Et c'est une première pour Bruno Dumont. En effet, il dirige enfin une comédienne (Juliette Binoche) et un comédien (Jean-Luc Vincent) qui sont des professionnels de talent (non, pas la peine de me sortir la purge Twentynine Palms, car j'ai bien précisé "de talent" !).
Trois jours de la vie de la sculptrice de génie Camille Claudel (son frère, Paul, lui rend visite lors du dernier !), durant l'hiver 1915, dans l'asile d'aliénés de Montdevergues, dans lequel elle a été enfermée arbitrairement sous la pression de sa famille.
Une Camille Claudel qui, malgré une tendance à la folie de la persécution, a suffisamment de lucidité pour qu'elle et le spectateur ne voient pas cela autrement que comme un emprisonnement révoltant.

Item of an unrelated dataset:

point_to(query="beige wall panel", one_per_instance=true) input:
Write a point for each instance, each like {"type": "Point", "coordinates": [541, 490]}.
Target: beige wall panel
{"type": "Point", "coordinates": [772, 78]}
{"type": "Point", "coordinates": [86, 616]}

Elle n'a absolument rien à faire là, parmi ses folles qui hurlent, qui font du bruit, qui divaguent, et ce personnel qui lui parle comme si elle était une gamine à qui on a besoin de faire la leçon.
Le choix d'une actrice célèbre, connue et reconnue, est parfaitement logique. D'abord, Camille Claudel est elle aussi célèbre, connue et reconnue (même justification pour Paul !). En outre, voir Juliette Binoche, environnée d'amateurs (ou plutôt d'amatrices !) pour les seconds rôles, accentue brillamment cette impression qu'elle n'a absolument rien à foutre là (c'est un compliment, je le précise !). Son interprétation sans fard (au sens propre comme au sens figuré !) est intense. Aucune expression de son visage, judicieusement mis en avant par des gros plans fréquents, ne manque pour dégager de la puissance.
Et il y a le petit frère, Paul Claudel, qui a trouvé la grâce de Dieu selon lui. Qui a des idées de ce qu'est la chrétienté doit être, de ce que doit être un bon chrétien. Eh oui, un Monsieur d'idées qui croit que ses croyances, qu'il exprime longuement et mécaniquement dans des monologues (soulignant qu'il est définitivement tourné vers lui-même !), forment un blanc-seing lui donnant toute latitude de se comporter en véritable enflure. Il est incapable de voir ou se refuse à voir qu'être un bon chrétien, c'est aller vers l'autre, l'aimer, l'aider dans la mesure du possible. Il est tout aussi égocentrique et orgueilleux qu'une Hadewijch, sauf que Dumont offre une possibilité de rédemption à cette dernière. Le futur auteur du Soulier de satin, lui, ne sera jamais sauvé.
Ah oui, pour finir, il y a la confirmation définitive que le réalisateur est talentueux quand il s'agit de donner une forme visuelle d'une très grande beauté à ses œuvres. D'accord, la rocailleuse et sèche ville de Saint-Rémy-de-Provence l'aide autant admirablement dans cette entreprise que ses Flandres natales. Mais pour transformer cette ambiance, grisâtre malgré le cadre, en un tel régal pour les yeux, il ne faut pas être un manche.
Bref, du fait de la distribution, du fait du changement géographique, un virage bien entrepris dans le cinéma du metteur en scène, car ne perdant nullement en qualité et en personnalité. Camille Claudel 1915 se permet même d'être un de ses meilleurs opus.